En el caso de la lechería los beneficios de El Niño pueden llegar tarde. La parición es ahora y la recuperación forrajera ya llegaría tarde si no se logra una buena alimentación de las lecheras. Y aun más lluvias excesivas generan problemas para el uso de las pasturas, barro en el entorno de las salas de ordeñe y otras complicaciones operativas.

En todos los sistemas pasa a darse un riesgo productivo: lluvias intensas sobre una situación de pasturas arrasadas y suelo desnudo generan un riesgo de erosión importante.

Esa situación de suelo descubierto que puede verse dañado por lluvias torrenciales puede mantenerse hasta la primavera.

Tendencias climáticas determinadas por El Niño; para Uruguay, lluvioso de setiembre 2023 a enero 2024. Fuente: Organización de las Naciones Unidas para la Alimentación (FAO).

La sequía les toca a otros

Dos efectos principales caben esperar de una instalación de El Niño. Las lluvias bajan abruptamente en Australia. Y lo mismo puede suceder en zonas del sur de Asia, fundamentales en la oferta de aceites a través de la producción de aceite de palma como son Indonesia y Malasia.

En el caso de Australia los tres años de buenas lluvias permitieron un salto en producciones competitivas con las de Uruguay: carne vacuna y ovina, trigo, colza, lácteos y lana.

Para Australia no llegaron a ser precipitaciones que pudieran dañar a los cultivos de invierno o a los ovinos. Las buenas producciones de Australia ya han moderado el precio de los granos de invierno.

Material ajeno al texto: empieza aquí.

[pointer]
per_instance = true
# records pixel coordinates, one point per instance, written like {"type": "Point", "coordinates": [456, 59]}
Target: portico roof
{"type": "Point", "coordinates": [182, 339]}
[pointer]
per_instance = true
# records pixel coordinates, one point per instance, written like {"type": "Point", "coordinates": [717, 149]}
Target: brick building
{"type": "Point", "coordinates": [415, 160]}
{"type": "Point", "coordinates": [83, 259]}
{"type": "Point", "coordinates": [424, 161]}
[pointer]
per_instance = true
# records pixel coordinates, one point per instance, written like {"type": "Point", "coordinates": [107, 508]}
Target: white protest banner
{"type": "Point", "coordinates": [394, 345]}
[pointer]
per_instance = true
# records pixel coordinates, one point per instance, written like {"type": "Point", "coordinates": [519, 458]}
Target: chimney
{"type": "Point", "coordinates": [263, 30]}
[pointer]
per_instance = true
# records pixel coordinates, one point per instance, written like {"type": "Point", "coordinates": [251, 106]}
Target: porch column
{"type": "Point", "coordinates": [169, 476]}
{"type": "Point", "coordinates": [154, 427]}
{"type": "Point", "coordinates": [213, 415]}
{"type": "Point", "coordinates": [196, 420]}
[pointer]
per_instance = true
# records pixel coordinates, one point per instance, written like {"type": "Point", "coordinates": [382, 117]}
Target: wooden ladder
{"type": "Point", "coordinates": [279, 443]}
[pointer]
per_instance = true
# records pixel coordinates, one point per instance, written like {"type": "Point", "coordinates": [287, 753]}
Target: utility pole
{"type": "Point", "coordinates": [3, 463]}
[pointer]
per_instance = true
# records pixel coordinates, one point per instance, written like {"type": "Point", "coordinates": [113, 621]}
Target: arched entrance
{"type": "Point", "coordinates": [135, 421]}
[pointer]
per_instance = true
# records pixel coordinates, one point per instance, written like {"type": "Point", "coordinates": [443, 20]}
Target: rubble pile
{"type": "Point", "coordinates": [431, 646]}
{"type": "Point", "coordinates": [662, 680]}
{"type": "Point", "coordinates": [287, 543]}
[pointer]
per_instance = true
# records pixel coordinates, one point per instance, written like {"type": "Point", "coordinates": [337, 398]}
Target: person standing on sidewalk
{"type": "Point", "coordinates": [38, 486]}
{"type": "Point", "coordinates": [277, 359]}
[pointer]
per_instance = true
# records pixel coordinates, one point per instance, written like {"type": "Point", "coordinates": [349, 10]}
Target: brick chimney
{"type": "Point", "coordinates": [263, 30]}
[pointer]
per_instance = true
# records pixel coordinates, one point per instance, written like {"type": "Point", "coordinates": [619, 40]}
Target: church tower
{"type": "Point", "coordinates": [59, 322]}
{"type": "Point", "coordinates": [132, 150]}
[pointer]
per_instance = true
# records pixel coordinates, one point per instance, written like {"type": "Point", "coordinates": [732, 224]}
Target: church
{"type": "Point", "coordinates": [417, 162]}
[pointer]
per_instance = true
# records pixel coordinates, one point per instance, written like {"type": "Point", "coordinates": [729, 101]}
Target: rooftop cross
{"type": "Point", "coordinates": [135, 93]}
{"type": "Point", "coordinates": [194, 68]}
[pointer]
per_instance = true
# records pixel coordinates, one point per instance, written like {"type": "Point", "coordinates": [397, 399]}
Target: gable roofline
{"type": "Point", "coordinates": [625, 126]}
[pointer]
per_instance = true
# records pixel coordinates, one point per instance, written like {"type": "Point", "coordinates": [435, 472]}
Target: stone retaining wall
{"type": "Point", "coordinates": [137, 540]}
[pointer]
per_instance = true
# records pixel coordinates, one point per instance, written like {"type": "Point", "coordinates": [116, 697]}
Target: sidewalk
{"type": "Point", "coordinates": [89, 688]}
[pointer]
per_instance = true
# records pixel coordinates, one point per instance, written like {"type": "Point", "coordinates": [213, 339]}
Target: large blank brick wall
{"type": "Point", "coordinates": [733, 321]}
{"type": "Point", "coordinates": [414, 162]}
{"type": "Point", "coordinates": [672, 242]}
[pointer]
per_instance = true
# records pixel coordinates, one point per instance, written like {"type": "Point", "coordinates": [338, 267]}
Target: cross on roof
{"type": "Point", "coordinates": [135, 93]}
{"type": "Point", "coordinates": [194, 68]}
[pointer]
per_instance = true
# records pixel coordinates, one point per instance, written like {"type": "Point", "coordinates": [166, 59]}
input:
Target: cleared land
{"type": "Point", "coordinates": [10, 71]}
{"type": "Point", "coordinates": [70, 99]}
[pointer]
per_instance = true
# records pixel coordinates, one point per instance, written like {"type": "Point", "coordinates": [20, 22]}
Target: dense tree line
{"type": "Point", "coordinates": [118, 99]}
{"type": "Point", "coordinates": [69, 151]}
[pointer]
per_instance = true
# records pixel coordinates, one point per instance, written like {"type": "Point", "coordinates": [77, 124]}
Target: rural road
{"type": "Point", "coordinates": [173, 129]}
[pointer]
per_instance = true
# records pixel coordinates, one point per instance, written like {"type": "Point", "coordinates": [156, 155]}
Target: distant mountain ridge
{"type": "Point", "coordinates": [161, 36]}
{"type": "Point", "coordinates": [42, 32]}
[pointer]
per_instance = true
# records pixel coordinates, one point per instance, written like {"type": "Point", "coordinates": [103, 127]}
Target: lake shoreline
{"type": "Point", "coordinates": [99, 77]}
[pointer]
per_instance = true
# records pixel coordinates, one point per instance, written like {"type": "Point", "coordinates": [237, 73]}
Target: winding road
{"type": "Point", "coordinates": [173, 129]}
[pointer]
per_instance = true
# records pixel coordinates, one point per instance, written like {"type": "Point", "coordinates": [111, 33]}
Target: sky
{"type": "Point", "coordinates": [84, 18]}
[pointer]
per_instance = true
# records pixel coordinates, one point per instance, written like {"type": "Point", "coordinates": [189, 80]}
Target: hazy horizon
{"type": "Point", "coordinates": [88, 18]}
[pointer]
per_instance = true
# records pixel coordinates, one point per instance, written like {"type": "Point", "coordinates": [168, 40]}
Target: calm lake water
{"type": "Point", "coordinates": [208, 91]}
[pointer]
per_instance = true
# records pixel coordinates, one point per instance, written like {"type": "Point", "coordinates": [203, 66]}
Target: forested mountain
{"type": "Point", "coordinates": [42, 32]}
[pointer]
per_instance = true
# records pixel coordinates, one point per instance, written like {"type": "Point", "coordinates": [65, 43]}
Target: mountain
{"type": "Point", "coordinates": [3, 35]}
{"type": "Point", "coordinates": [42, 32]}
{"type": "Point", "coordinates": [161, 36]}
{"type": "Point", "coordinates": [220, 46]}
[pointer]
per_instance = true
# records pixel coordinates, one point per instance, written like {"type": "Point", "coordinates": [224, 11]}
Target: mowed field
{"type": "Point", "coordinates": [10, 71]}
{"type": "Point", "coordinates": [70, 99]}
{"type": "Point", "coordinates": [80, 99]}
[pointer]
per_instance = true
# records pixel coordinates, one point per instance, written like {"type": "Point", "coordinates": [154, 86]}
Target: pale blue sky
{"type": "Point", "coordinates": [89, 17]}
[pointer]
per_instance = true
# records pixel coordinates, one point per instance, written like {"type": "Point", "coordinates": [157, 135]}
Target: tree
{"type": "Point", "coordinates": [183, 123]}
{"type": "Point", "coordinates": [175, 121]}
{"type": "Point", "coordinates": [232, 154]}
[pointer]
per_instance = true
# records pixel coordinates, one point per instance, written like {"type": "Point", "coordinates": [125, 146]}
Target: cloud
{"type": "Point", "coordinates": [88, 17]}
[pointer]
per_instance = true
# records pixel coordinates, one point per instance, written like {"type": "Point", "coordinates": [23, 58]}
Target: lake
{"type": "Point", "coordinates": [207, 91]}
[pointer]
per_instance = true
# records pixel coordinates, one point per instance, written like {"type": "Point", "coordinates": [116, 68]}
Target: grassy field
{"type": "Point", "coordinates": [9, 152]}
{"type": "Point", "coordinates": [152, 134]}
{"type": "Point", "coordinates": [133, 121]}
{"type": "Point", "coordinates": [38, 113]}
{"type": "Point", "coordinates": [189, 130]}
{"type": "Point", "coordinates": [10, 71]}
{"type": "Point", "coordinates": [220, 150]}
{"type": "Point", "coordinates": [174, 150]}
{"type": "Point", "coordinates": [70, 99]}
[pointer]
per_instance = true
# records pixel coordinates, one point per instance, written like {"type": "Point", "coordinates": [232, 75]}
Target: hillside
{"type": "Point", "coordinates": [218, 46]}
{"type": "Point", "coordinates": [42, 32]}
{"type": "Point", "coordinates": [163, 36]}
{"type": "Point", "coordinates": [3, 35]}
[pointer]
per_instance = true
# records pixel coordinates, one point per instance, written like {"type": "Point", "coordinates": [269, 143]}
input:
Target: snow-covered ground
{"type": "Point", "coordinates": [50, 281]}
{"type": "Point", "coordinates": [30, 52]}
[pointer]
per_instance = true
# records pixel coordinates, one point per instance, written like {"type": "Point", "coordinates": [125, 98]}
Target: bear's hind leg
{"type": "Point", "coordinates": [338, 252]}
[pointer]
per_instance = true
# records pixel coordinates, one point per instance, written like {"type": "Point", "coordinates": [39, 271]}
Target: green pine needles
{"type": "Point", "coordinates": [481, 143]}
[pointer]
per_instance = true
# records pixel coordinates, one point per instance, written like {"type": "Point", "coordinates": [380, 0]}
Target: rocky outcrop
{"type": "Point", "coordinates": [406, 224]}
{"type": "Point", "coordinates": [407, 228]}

Como consecuencia de haber mejorado el relacionamiento con China, está siendo un competidor fuerte en carne vacuna. Si las lluvias se reducen, como los servicios meteorológicos australianos, la competencia de la carne vacuna va a ser relevante porque en sequía se vende más ganado. Pero en el mediano plazo esa producción va a disminuir.

El Niño puede ser un impulsor del precio de los aceites y por esa vía sostener precios de colza y soja que han venido en baja. En un mundo que tiene un ascenso fuerte de la demanda de aceites para biodiesel, la sequía en el sur de Asia puede generar un nuevo desbalance en el mercado que más subió con la invasión de Rusia a Ucrania.

La Niña también puede llevar la sequía a zonas del centro y norte de Brasil, a Centroamérica y a algunas zonas de Estados Unidos, donde el bajo stock de granos podría generar una suba importante en las cotizaciones.

La temperatura en el Pacífico Ecuatorial está por encima del promedio por primera vez desde mediados de 2021. Fuente: Bureau de Meteorología de Australia.

Es oficial, se fue

La salida de La Niña ya se ha oficializado. De acuerdo a los servicios meteorológicos de Estados Unidos las probabilidades de El Niño se sitúan en torno al 60%, mientras que las posibilidades de neutralidad se ubican en torno a 35%, con un 5% de que volviese una Niña.

Pero la velocidad a la que sube la temperatura en el Pacífico hace suponer que ese 60% puede crecer y que la llegada puede darse antes de la primavera.

Los meses de abril y mayo son los que habitualmente definen las condiciones de la primavera y el verano. El péndulo parece destinado a moverse entre las dos situaciones extremas y no puede descartarse el pasaje de la sequía a las inundaciones.